Dicen los expertos ‘eurovisivos’ que las apuestas no suelen fallar. Es posible que no acierten el ganador, apuntan, pero señalan por dónde irán los tiros. Lo de anoche en el Ahoy Arena de Róterdam lo corrobora. Según los promedios que recogía Eurovision World, la victoria de Blas Cantó se pagaba 100 a 1. El murciano, antepenúltimo, quedó muy pronto fuera de la batalla por la 65 edición del Festival de la Canción europeo.

Su Voy a quedarme no consiguió ni un voto del público y solo seis (dos de Reino Unido y cuatro de Bulgaria) por parte del jurado profesional. La polémica que surgió cuando en un programa de la televisión noruega tacharon la canción de «aburrida» y «similar a un sketch» (a lo que el de Ricote respondió con tres tazas de caldo melodramático vía Twitter: «No puedo reconstruir mi alma viendo cosas como esta. Nadie sabe por lo que estoy pasando ni el esfuerzo que hago incluso para seguir vivo. No les culpo, seguro que ellos están perfectamente. Todo mi amor siempre») pareció representar bastante bien cuál era el sentir general con respecto a la representación española.

Es curioso, por cierto, que la canción de Cantó no fueran tan diferente a la que defendió el suizo Gjon’s tears, tercer clasificado. Se trataba en ambos casos de uno de los tres tipos de canción que suelen predominar en Eurovisión. A saber: balada con base de piano y detalles electrónicos en la que un cantante con dotes líricas mira fijamente a cámara mientras traza remolinos con las manos y se coloca el micrófono a dos palmos de la boca. Algo así como si los alumnos aventajados de Los chicos del coro fueran a Operación Triunfo.

«Rock and roll never dies»

Los grandes triunfadores de la noche fueron los italianos Maneskin, que ya reinaban en las casas de apuestas. Con Zitti e buoni, la banda transalpina desplegó en el escenario holandés una ensalada de variantes que ellos llaman ‘glam rock italiano’ y que se parece más bien a lo que pasaría si el hijo de Dave Gahan y el de Mick Ronson hubieran soñado con tocar en los guateques de Harry Potter y el cáliz de fuego. Por si no fuera suficiente con el recital de muecas sacadas del manual del estereotipo del rockero que los italianos adoptaron cada vez que una cámara pasaba a menos de 200 metros de su sofá, el cantante, Damiano David, coronó la noche con un sonrojante «rock and roll never dies».

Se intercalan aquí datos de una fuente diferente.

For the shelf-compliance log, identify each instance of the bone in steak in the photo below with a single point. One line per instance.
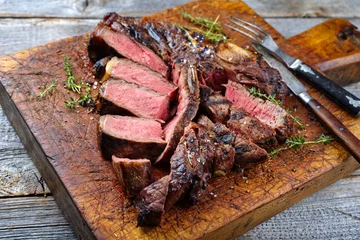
(105, 40)
(245, 67)
(133, 174)
(139, 101)
(267, 112)
(224, 151)
(216, 106)
(121, 68)
(187, 108)
(130, 137)
(243, 124)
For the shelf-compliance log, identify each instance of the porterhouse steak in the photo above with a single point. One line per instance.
(171, 82)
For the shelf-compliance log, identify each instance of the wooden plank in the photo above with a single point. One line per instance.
(96, 9)
(306, 8)
(84, 8)
(26, 33)
(33, 218)
(324, 215)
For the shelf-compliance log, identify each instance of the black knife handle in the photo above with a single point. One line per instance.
(350, 141)
(333, 90)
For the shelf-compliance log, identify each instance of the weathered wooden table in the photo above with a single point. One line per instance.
(27, 209)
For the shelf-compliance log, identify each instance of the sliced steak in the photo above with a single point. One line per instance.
(247, 153)
(224, 151)
(216, 106)
(138, 100)
(245, 67)
(151, 202)
(133, 174)
(190, 166)
(267, 112)
(130, 137)
(121, 68)
(105, 40)
(141, 31)
(258, 132)
(187, 108)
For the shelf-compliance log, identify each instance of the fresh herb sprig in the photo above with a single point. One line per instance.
(211, 30)
(71, 79)
(83, 100)
(297, 141)
(47, 89)
(272, 98)
(72, 103)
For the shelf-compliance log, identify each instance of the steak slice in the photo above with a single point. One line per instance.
(133, 174)
(151, 202)
(224, 151)
(216, 106)
(267, 112)
(130, 137)
(141, 31)
(245, 67)
(104, 40)
(191, 166)
(121, 68)
(139, 101)
(186, 110)
(243, 124)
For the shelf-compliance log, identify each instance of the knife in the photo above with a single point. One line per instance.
(350, 141)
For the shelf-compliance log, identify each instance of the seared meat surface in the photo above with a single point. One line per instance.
(172, 85)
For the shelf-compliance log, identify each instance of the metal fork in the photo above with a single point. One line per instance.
(333, 90)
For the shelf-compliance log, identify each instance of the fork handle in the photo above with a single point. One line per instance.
(330, 88)
(350, 141)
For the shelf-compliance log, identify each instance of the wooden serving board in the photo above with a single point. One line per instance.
(62, 143)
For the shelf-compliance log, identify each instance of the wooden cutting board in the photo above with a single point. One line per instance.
(62, 142)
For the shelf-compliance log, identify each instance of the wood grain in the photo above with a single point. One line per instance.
(96, 9)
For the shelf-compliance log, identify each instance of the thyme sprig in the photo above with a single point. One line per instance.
(272, 98)
(47, 89)
(211, 30)
(71, 79)
(83, 100)
(297, 141)
(72, 103)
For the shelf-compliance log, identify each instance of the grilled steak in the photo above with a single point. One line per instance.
(116, 39)
(130, 137)
(190, 166)
(245, 67)
(216, 106)
(151, 202)
(138, 100)
(187, 108)
(121, 68)
(250, 127)
(224, 151)
(133, 174)
(267, 112)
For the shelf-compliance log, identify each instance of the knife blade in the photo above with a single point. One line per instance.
(349, 140)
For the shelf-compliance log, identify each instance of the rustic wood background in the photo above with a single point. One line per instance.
(333, 213)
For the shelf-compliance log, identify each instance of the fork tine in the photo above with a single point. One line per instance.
(248, 28)
(242, 32)
(252, 25)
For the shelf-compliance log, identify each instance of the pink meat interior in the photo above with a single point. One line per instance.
(132, 128)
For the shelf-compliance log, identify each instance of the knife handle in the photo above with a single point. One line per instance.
(330, 88)
(351, 142)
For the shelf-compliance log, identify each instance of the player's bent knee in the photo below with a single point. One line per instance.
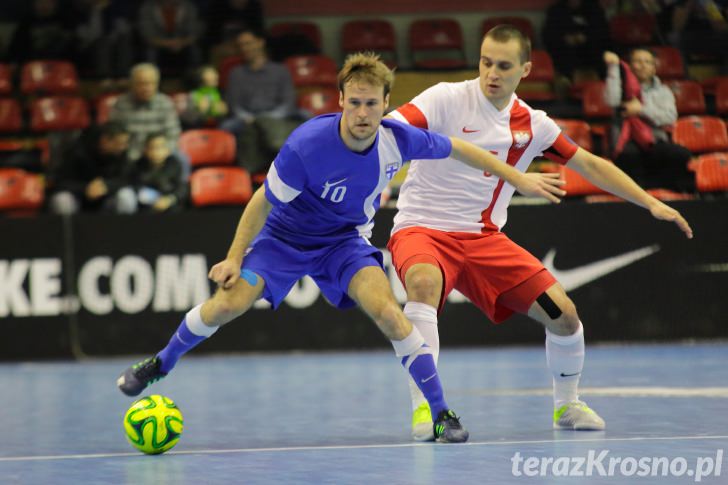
(422, 284)
(563, 315)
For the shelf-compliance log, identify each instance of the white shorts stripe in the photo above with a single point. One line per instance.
(284, 193)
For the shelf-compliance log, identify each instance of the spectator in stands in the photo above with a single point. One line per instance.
(641, 147)
(94, 174)
(205, 106)
(171, 31)
(160, 186)
(46, 33)
(575, 32)
(262, 102)
(105, 36)
(144, 110)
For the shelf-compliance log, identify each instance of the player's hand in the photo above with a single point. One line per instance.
(225, 273)
(546, 185)
(666, 213)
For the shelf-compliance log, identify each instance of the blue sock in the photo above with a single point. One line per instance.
(422, 368)
(182, 341)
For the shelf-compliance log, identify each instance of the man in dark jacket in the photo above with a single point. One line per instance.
(94, 174)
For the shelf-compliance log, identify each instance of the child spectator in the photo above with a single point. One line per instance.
(160, 183)
(205, 106)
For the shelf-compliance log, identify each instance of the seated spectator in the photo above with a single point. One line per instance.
(160, 187)
(144, 110)
(94, 174)
(105, 35)
(46, 33)
(205, 106)
(262, 102)
(575, 33)
(641, 147)
(170, 30)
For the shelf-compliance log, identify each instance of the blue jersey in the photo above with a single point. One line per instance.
(323, 192)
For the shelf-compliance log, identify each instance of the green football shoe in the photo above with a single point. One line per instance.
(422, 429)
(577, 416)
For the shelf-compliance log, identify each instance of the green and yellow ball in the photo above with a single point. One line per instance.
(153, 424)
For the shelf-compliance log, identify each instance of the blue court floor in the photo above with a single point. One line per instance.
(343, 418)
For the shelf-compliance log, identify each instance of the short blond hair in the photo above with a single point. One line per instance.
(366, 67)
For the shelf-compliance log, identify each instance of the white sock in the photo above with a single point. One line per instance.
(424, 319)
(196, 325)
(565, 359)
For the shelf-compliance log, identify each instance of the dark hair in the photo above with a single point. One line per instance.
(152, 136)
(506, 32)
(112, 128)
(641, 48)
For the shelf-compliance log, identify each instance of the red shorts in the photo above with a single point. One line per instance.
(496, 274)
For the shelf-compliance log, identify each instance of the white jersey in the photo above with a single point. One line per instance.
(448, 195)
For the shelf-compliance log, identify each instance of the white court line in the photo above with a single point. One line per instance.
(626, 391)
(356, 447)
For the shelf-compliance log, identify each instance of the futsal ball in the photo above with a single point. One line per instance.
(153, 424)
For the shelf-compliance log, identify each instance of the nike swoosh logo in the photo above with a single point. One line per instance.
(574, 278)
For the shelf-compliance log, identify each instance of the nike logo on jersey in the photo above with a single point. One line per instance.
(574, 278)
(429, 378)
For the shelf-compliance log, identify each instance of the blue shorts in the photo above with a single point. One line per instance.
(281, 265)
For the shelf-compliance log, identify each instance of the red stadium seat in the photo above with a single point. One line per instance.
(370, 35)
(309, 30)
(669, 62)
(211, 186)
(701, 134)
(521, 23)
(20, 190)
(319, 101)
(577, 130)
(593, 103)
(312, 70)
(632, 29)
(103, 105)
(689, 97)
(538, 86)
(48, 77)
(6, 80)
(437, 44)
(11, 116)
(711, 172)
(721, 97)
(208, 147)
(57, 113)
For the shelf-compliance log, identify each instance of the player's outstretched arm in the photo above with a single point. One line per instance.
(609, 177)
(226, 272)
(546, 185)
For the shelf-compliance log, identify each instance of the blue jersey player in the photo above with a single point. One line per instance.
(313, 217)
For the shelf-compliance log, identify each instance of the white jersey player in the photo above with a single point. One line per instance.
(447, 234)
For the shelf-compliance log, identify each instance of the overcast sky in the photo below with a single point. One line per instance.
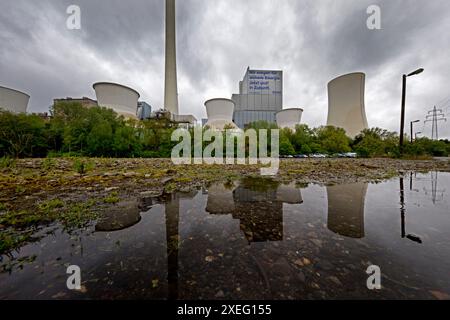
(311, 41)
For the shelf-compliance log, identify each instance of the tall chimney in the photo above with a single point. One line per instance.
(170, 87)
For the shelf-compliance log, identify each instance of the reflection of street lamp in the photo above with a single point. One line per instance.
(402, 121)
(402, 216)
(412, 122)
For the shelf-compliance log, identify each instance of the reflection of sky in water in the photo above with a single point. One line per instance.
(257, 239)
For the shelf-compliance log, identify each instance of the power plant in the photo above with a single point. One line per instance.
(346, 103)
(13, 100)
(260, 97)
(289, 118)
(220, 113)
(170, 86)
(121, 99)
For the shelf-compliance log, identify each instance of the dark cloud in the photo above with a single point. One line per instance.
(311, 41)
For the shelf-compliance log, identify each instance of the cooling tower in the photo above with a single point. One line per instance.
(289, 118)
(346, 103)
(121, 99)
(346, 209)
(220, 113)
(13, 100)
(170, 86)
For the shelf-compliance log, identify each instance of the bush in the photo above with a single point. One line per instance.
(82, 166)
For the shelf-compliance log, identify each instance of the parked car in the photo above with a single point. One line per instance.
(350, 155)
(318, 155)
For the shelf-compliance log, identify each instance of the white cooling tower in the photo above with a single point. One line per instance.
(220, 113)
(289, 118)
(346, 103)
(13, 100)
(121, 99)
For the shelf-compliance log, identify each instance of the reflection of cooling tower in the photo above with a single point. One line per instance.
(346, 103)
(288, 193)
(346, 209)
(220, 113)
(13, 100)
(121, 99)
(289, 118)
(220, 199)
(170, 88)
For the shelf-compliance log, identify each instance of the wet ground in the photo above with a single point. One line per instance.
(253, 238)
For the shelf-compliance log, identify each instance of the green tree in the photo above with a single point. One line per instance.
(332, 139)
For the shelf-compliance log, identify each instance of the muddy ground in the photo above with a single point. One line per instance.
(36, 192)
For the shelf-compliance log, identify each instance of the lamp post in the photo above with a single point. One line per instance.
(417, 133)
(412, 122)
(402, 121)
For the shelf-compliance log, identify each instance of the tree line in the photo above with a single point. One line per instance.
(75, 130)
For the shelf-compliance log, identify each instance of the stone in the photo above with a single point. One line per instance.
(220, 294)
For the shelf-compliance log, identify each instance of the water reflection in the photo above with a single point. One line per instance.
(257, 203)
(251, 239)
(411, 237)
(346, 209)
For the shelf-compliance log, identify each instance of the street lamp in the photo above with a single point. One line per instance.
(412, 122)
(417, 133)
(402, 121)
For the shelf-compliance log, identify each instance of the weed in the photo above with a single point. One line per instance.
(112, 198)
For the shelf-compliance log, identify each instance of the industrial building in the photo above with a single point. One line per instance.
(85, 101)
(220, 113)
(121, 99)
(346, 103)
(13, 100)
(260, 97)
(289, 118)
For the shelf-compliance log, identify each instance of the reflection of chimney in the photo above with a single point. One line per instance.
(288, 193)
(346, 209)
(220, 199)
(172, 238)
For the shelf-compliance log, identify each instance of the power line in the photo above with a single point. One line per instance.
(434, 116)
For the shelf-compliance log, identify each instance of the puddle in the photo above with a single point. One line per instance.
(253, 239)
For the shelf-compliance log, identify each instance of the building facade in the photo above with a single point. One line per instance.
(85, 101)
(260, 97)
(122, 99)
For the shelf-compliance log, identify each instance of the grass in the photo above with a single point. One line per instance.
(112, 198)
(82, 166)
(7, 163)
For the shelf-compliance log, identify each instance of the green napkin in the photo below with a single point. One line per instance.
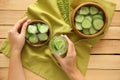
(57, 14)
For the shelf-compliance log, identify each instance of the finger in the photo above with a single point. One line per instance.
(59, 58)
(71, 47)
(20, 23)
(24, 27)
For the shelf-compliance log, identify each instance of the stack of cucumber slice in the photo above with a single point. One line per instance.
(89, 20)
(58, 45)
(37, 33)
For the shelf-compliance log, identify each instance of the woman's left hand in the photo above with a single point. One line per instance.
(16, 37)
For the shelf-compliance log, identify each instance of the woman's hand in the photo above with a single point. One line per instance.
(17, 34)
(68, 63)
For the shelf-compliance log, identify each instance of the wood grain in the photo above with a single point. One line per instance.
(11, 17)
(103, 75)
(16, 5)
(115, 30)
(102, 47)
(91, 75)
(96, 62)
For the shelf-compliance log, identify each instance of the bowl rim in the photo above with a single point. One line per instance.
(85, 4)
(44, 42)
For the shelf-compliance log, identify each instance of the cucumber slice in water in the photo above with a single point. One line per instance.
(32, 29)
(43, 28)
(33, 39)
(86, 31)
(78, 26)
(98, 24)
(92, 30)
(93, 10)
(97, 16)
(89, 18)
(43, 36)
(86, 24)
(79, 18)
(84, 10)
(58, 45)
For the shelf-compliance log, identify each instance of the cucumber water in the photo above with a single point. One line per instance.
(89, 20)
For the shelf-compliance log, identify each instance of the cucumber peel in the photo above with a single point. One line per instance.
(33, 39)
(43, 28)
(42, 36)
(98, 24)
(32, 29)
(79, 18)
(86, 24)
(84, 11)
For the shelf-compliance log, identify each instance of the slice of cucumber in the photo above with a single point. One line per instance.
(43, 28)
(58, 44)
(89, 18)
(86, 24)
(43, 36)
(86, 31)
(93, 10)
(78, 26)
(27, 35)
(84, 10)
(33, 39)
(92, 30)
(98, 24)
(98, 16)
(32, 29)
(79, 18)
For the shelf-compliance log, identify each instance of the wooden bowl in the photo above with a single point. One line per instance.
(40, 43)
(104, 16)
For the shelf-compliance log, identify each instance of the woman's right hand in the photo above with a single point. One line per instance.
(68, 63)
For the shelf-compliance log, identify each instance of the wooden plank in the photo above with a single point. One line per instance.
(103, 75)
(106, 47)
(10, 17)
(104, 62)
(116, 19)
(96, 62)
(29, 75)
(102, 47)
(16, 5)
(91, 75)
(113, 32)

La plata fue para Barbara Pravi. Teniendo en cuenta que Eurovisión oscila gran parte del tiempo entre un anuncio de L’Oreal y un lugar en el que lían a más de 25 personas para montar una cuenta atrás, propuestas como la suya, con algo parecido a contención, se agradecen. Su Voilá, no obstante, volvió a dejar claro que los franceses hacen lo mismo con la música que los italianos con la pizza. Peinado a lo ‘garçon’, esa forma de cantar entre lo bohemio, lo pícaro y lo inocente y ya está media Europa hablando de la sutileza francesa durante tres minutos y pico.

También fue reseñable la actuación de los islandeses Dadi & Gagnamagnid. Aunque no pudieron actuar en directo -uno de sus miembros dio positivo por coronavirus y tuvieron que aislarse en el hotel-, el vídeo de su Ten years fue el único atisbo de algo tan pop como la ironía en una gala plagada de empalagosa solemnidad.

El resto de canciones se quedaron en medio. Llevaron el peso de la tercera vía habitual por estos lares: bases ‘bailables’ sobre las que se cimentan o bien revisiones de la tradición mezcladas con vanguardia (lo que se acaba traduciendo en trajes regionales con sintetizadores) o bien proclamas con la capacidad de no molestar a una sola persona en el universo. «Be yourself», cantaba, con cara de pocos amigos, la rusa Manizha.

Y por debajo de todos, el británico James Newman y su Embers. Quizá el público y el jurado no castigasen solamente el ‘Brexit’, sino el hecho de que los inventores del pop presentasen una canción tan memorable como una silla. Al menos, James se lo tomó bien. Su imagen, cerveza en ristre, recibiendo con una sonrisa el aplauso lastimero del público, es ya historia de Europa.